Since the slowest activity is html retrieval, this could be linearly sped up with 20, 50, or even 200 retrieval threads, depending on ISP bandwidth relative to the speed of the servers returning data.
It could be sensible to semi-virtualize the table to an in-memory array. So each thread looking for work would query a class member function which returns the next available row or handles updating it with being done. The class should also occasionally detects database updates if there are other updaters and flush in-memory updates back to the d/b every few seconds or minutes as makes sense.
I don't know Java, so here is an impressionistic algorithm in PHPish lingo:
class virtualProduct {
const time_t maxSync = 10; // maximum age for unsynched d/b to row[]
static struct { // singleton
int isActive;
int urlRowId;
etc ...
} row [];
static time_t lastSync; // timestamp of last sync with d/b
static mutex theLock; // mutex to protect read/write of above
function syncData()
{
lock (&theLock);
// flush local updates to d/b
foreach (row as item)
if (item.updated)
{
sql_exec ("update products set whatever = " + value + " where rowId = " + whatever);
if (okay)
item .updated = false;
}
// update from d/b (needed if other entities are updating it)

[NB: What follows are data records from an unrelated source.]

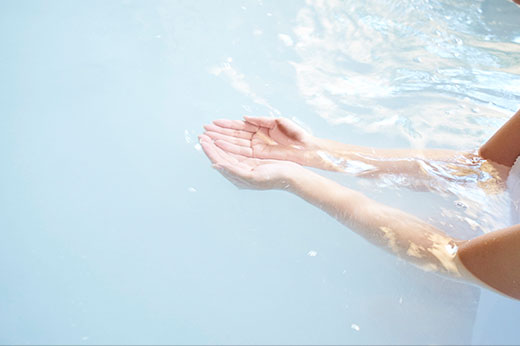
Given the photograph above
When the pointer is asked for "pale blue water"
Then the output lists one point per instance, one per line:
(115, 230)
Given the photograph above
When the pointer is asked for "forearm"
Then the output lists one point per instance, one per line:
(372, 162)
(391, 229)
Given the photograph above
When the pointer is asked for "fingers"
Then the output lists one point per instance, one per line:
(236, 125)
(215, 154)
(229, 132)
(233, 148)
(261, 121)
(238, 141)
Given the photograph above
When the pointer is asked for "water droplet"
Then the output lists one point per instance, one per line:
(187, 136)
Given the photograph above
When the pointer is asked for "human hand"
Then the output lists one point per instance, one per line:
(250, 173)
(263, 137)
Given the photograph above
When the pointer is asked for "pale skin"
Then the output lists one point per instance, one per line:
(268, 153)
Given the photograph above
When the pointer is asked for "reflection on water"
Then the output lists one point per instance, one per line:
(366, 63)
(440, 73)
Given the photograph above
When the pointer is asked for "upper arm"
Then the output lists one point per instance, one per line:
(504, 146)
(494, 259)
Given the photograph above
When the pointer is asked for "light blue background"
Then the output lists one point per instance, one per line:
(113, 227)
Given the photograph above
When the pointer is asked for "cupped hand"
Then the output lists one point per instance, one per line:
(249, 173)
(263, 137)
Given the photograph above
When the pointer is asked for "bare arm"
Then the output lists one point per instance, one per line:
(282, 139)
(491, 260)
(391, 229)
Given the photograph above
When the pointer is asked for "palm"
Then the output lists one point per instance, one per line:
(246, 172)
(266, 138)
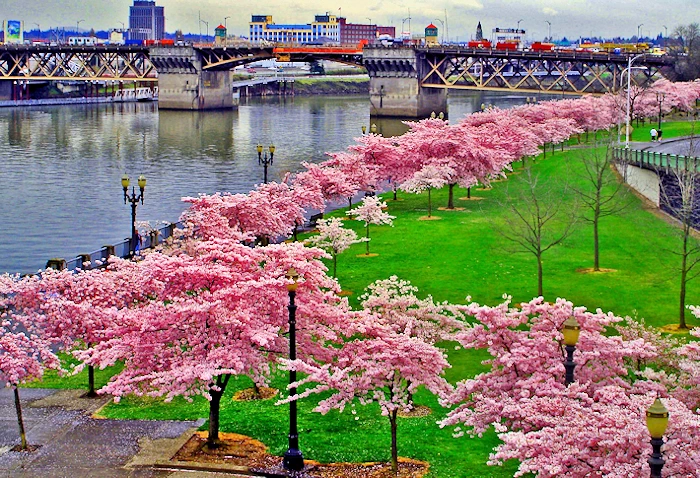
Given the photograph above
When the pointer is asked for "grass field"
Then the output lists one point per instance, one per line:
(457, 256)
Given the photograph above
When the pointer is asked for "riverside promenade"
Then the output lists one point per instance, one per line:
(71, 443)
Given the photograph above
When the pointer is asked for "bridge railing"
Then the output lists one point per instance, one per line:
(121, 249)
(654, 160)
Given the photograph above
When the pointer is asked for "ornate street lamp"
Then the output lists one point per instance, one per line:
(293, 458)
(264, 160)
(657, 421)
(660, 97)
(571, 331)
(134, 200)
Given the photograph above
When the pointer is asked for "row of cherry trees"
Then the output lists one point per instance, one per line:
(186, 318)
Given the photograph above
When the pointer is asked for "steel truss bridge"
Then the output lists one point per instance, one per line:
(76, 63)
(436, 67)
(565, 72)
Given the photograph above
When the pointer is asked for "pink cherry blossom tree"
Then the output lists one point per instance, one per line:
(333, 238)
(217, 312)
(24, 351)
(426, 179)
(371, 211)
(394, 303)
(77, 309)
(595, 425)
(376, 365)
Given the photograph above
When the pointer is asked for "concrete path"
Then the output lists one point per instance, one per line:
(72, 444)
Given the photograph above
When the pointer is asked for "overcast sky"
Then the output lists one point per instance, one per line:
(570, 18)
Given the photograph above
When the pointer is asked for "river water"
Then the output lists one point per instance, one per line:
(61, 166)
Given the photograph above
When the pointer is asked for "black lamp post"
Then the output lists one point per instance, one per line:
(657, 421)
(571, 332)
(293, 458)
(660, 98)
(264, 160)
(134, 200)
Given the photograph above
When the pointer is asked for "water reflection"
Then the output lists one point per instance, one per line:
(61, 165)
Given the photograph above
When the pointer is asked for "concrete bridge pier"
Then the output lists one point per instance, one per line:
(184, 85)
(394, 84)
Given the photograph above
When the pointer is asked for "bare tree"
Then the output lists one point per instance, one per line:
(602, 195)
(680, 197)
(686, 53)
(537, 219)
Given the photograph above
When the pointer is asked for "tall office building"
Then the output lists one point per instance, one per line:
(146, 21)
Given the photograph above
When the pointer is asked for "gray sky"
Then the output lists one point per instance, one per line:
(570, 18)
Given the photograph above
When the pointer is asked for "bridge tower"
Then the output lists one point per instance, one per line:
(394, 83)
(183, 84)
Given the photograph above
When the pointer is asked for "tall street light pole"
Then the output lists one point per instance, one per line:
(293, 459)
(630, 60)
(570, 331)
(134, 200)
(443, 29)
(207, 24)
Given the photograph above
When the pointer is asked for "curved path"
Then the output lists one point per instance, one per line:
(687, 146)
(72, 444)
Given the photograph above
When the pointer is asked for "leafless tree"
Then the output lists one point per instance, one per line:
(537, 219)
(602, 194)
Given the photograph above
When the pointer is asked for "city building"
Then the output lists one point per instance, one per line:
(508, 35)
(146, 21)
(431, 35)
(324, 29)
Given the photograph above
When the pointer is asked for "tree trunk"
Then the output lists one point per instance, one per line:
(596, 248)
(429, 204)
(214, 409)
(684, 279)
(20, 422)
(539, 275)
(91, 382)
(394, 446)
(367, 236)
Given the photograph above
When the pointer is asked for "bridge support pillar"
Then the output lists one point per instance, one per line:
(394, 84)
(184, 85)
(6, 90)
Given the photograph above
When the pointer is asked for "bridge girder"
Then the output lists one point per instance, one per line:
(549, 72)
(76, 63)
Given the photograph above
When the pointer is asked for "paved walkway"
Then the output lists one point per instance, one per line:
(687, 146)
(72, 444)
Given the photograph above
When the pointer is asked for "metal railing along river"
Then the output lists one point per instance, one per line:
(121, 249)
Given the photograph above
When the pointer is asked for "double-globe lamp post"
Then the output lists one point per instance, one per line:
(134, 200)
(293, 459)
(264, 160)
(571, 331)
(657, 421)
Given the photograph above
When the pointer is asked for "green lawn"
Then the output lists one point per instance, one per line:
(452, 258)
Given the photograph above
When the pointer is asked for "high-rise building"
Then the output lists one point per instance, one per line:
(146, 21)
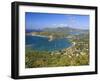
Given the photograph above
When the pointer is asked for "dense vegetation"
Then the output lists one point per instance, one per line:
(76, 55)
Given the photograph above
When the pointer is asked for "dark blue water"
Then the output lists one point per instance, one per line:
(43, 43)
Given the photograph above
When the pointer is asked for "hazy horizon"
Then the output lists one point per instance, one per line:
(50, 20)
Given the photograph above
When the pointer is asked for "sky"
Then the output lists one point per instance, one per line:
(52, 20)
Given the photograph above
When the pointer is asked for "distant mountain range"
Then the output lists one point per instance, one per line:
(58, 29)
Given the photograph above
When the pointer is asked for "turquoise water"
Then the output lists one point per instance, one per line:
(43, 43)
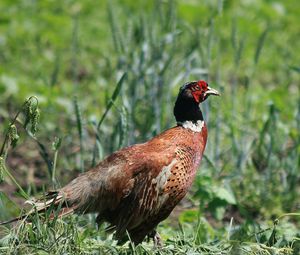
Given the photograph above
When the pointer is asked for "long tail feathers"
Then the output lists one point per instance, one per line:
(52, 200)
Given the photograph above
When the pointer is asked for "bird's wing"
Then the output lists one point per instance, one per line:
(113, 179)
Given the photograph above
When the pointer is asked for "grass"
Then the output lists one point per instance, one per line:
(109, 73)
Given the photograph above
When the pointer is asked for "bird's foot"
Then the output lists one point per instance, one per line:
(158, 243)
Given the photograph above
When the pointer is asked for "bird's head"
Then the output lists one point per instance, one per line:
(197, 91)
(190, 96)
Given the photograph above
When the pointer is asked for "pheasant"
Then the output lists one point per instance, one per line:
(137, 187)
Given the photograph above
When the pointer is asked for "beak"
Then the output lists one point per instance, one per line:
(211, 91)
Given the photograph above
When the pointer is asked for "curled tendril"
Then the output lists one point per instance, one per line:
(13, 135)
(32, 114)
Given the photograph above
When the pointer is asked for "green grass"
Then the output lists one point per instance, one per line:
(106, 75)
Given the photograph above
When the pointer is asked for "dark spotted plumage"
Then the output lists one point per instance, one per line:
(137, 187)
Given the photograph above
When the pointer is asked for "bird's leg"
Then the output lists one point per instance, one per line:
(156, 238)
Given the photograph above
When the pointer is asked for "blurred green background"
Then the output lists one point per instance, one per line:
(121, 63)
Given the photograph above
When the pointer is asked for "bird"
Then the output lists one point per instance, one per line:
(137, 187)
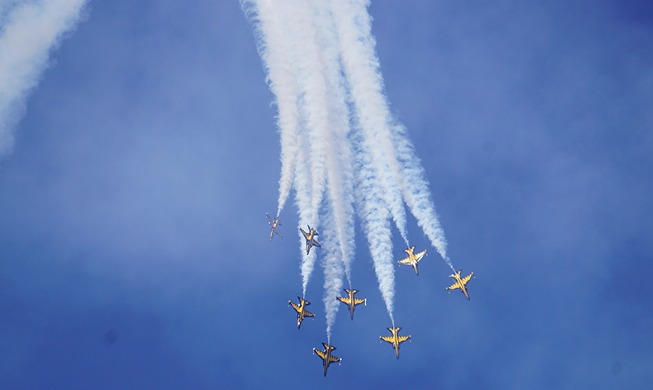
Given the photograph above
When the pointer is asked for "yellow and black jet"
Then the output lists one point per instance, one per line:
(274, 226)
(395, 339)
(301, 310)
(460, 283)
(326, 356)
(351, 302)
(310, 238)
(413, 258)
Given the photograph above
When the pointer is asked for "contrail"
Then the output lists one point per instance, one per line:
(340, 189)
(363, 72)
(28, 32)
(333, 271)
(342, 150)
(375, 220)
(278, 60)
(361, 68)
(417, 194)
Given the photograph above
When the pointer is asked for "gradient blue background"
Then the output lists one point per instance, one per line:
(133, 240)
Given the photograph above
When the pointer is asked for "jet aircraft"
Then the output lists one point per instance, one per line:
(274, 226)
(413, 258)
(460, 283)
(395, 339)
(310, 238)
(326, 356)
(351, 302)
(301, 310)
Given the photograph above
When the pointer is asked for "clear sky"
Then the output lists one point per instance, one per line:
(134, 248)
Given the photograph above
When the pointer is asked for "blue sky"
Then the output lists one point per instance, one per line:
(133, 240)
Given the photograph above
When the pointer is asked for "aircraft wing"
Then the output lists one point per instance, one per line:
(344, 300)
(466, 278)
(401, 339)
(333, 359)
(320, 353)
(404, 261)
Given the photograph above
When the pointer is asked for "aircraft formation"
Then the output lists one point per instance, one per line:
(394, 339)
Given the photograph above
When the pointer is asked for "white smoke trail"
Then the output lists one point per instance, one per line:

sql_query ("select * from products");
row [] = sql results;
lastSync = now();
unlock (&theLock);
}
function virtualProduct () // constructor
{
...
syncData(); // initialize memory copy of d/b
}
function ~virtualProduct () // destructor
{
syncData(); // write last updates
...
}
function UpdateItem(int id)
{
lock (&theLock);
if (now () - lastSync > maxSync)
syncData();
int index = row.find (id);
if (index >= 0)
{
row [index] .fields = whatever;
row [index] .isActive = 0;
}
unlock (&theLock);
}
function ObtainNextItem()
{
lock (&theLock);
if (now () - lastSync > maxSync)
syncData();
result = null;
foreach (row as item)
if (item.isActive == 1)
{
item.isActive = 2; // using Peter Schuetze's suggestion
result = item.id;
break;
}
unlock (&theLock);
return result;
}
}
There are still some minor wrinkles to fix like the double locking of the mutex in UpdateItem
and ObtainNextItem
(from calling into syncData
), but that's readily fixed when translating to a real implementation.